Twice, thrice, he made the effort to cross and returned to his place on the curb, interlacing his fingers distractedly. And yet this young fellow had pushed through barbed wire entanglements and gone across No Man's Land, without so much as a shudder in the very face of hostile fire.

He always dreaded this street corner in the mornings and was thankful when he was safe up in his beloved Temple Camp office. If he had been on crutches some grateful citizen would have helped him across, and patriotic young ladies would have paused to watch the returned hero and some one might even have removed his hat in the soldier's presence; for they did those things—for a while.

But such honors were only for those who were fortunate enough to have had a leg or an arm shot off or to have been paralyzed. For the hero who had had his nerves all shot to pieces there were no such spontaneous tributes.

And that was the way it had always been with Tom Slade. He had always made good, but somehow, the applause and the grateful tributes had gone to others. Nature had not made him prepossessing and he did not know how to talk; he was just slow and dogged and stolid, like a British tank, as I said, and just about as homely. You could hardly expect a girl to make much fuss over a young fellow who is like a British tank, when there are young fellows like shining machine guns, and soaring airplanes—to say nothing of poison gas.

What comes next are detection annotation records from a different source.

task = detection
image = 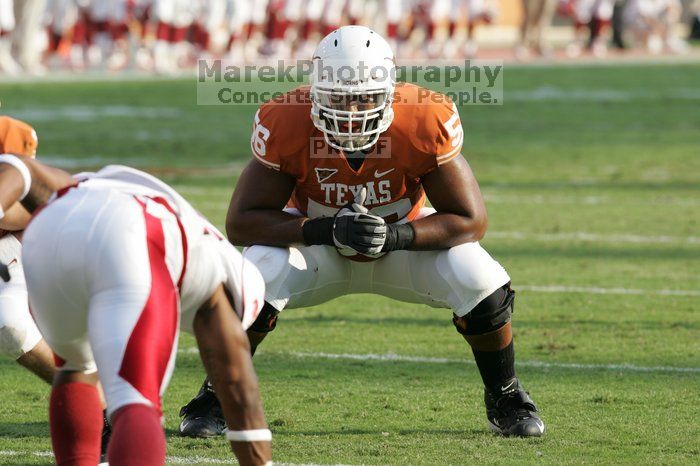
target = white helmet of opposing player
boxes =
[310,26,396,152]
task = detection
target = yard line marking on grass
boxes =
[281,352,700,373]
[0,450,349,466]
[516,285,700,296]
[486,231,700,244]
[13,105,184,122]
[177,347,700,374]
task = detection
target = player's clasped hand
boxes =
[303,188,387,254]
[333,211,386,254]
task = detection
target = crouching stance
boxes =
[180,26,544,437]
[0,155,271,466]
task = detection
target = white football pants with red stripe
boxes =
[23,188,191,415]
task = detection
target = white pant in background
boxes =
[0,234,41,359]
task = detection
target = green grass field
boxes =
[0,65,700,465]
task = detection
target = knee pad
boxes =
[249,302,280,333]
[452,283,515,335]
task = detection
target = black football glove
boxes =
[303,188,387,254]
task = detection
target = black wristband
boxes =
[382,223,416,252]
[302,217,335,246]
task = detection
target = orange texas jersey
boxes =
[251,84,464,223]
[0,116,39,157]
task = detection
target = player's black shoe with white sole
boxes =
[484,378,544,437]
[180,380,226,438]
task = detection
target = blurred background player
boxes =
[624,0,688,55]
[0,0,700,71]
[180,26,545,437]
[0,0,21,75]
[515,0,557,59]
[0,158,271,466]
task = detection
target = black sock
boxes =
[472,340,515,393]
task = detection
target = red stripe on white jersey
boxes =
[119,198,184,414]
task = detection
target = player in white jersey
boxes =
[0,155,271,466]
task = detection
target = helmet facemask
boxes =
[311,86,394,152]
[310,26,396,152]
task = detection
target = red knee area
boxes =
[108,404,166,466]
[49,382,102,466]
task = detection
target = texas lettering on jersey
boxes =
[251,84,464,222]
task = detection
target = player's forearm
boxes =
[409,212,488,250]
[226,209,306,247]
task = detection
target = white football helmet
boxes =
[310,26,396,152]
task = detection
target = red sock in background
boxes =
[49,382,102,466]
[107,404,165,466]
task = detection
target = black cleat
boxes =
[180,380,226,438]
[98,412,112,466]
[484,378,544,437]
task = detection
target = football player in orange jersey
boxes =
[180,26,545,437]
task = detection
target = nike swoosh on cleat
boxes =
[374,168,396,178]
[501,380,515,392]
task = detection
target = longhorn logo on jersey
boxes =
[251,84,464,226]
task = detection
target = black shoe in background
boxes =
[179,380,226,438]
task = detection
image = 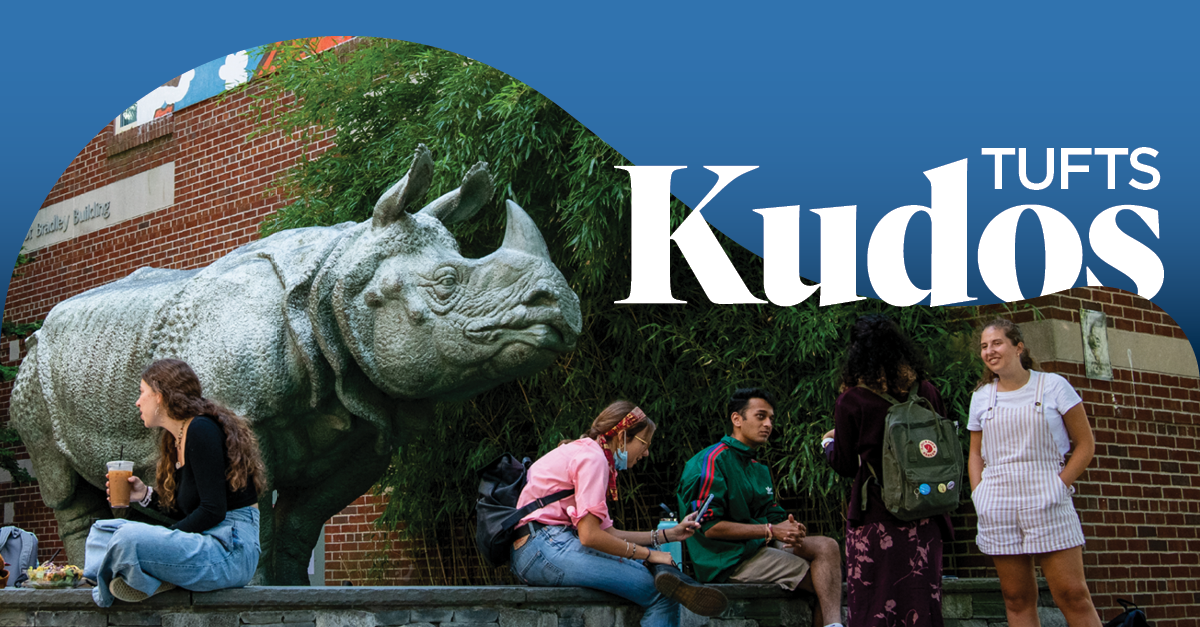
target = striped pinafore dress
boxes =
[971,372,1084,555]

And after two years of service in the thick of danger, with bombs and bullets flying all about him; after four months' detention in an enemy prison camp and six weeks of trench fever, to say nothing of frightful risks, stolidly ignored, in perilous secret missions, this young chunk of the old rock of Gibraltar had come home with his life, just because it had pleased God not to accept the proffer of it, and because Fritzie shot wild where Tom was concerned. He couldn't help coming back with his life—it wasn't his fault. It was just because he was the same old Lucky Luke, that's all.

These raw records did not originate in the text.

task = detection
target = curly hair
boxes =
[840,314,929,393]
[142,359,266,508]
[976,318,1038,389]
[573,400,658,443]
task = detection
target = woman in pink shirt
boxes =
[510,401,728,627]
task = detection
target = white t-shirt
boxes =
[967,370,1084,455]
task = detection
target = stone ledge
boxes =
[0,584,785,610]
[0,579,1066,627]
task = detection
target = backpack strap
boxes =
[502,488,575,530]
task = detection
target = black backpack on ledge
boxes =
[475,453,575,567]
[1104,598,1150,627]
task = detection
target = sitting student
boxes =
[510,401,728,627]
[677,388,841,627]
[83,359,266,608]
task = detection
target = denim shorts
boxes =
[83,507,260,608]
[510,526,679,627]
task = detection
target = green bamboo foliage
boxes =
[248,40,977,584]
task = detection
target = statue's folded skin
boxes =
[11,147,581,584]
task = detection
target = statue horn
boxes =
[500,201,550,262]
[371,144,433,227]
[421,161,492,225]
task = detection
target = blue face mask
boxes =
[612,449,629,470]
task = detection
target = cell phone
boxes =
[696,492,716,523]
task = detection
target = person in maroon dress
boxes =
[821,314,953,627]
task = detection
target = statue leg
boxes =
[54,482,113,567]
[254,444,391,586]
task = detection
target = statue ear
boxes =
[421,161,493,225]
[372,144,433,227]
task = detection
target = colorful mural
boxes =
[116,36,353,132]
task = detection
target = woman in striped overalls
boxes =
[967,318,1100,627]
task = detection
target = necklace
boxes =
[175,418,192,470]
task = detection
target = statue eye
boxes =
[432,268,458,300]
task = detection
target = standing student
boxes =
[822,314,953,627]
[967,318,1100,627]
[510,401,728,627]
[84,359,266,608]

That had been Roy Blakeley's name for him—Lucky Luke; and he had been known as Lucky Luke to all of his scout comrades.

You see it was this way: if Tom was going to win a scout award by finding a certain bird's nest in a certain tree, when he got to the place he would find that the tree had been chopped down. Once he was going to win the pathfinder's badge by trailing a burglar, and he trailed him seven miles through the woods and found that the burglar was his own good-for-nothing father. So he did not go back and claim the award. You see? Lucky Luke.

Once (oh, this happened several years before) he helped a boy in his patrol to become an Eagle Scout. It was the talk of Temple Camp how, one more merit badge (astronomy) and Will O'Connor would be an Eagle Scout and Tom Slade, leader of the Elks, would have the only Eagle Scout at Camp in his patrol. He didn't care so much about being an Eagle Scout himself, but he wanted Will O'Connor to be an Eagle Scout; he wanted to have an Eagle Scout in his patrol.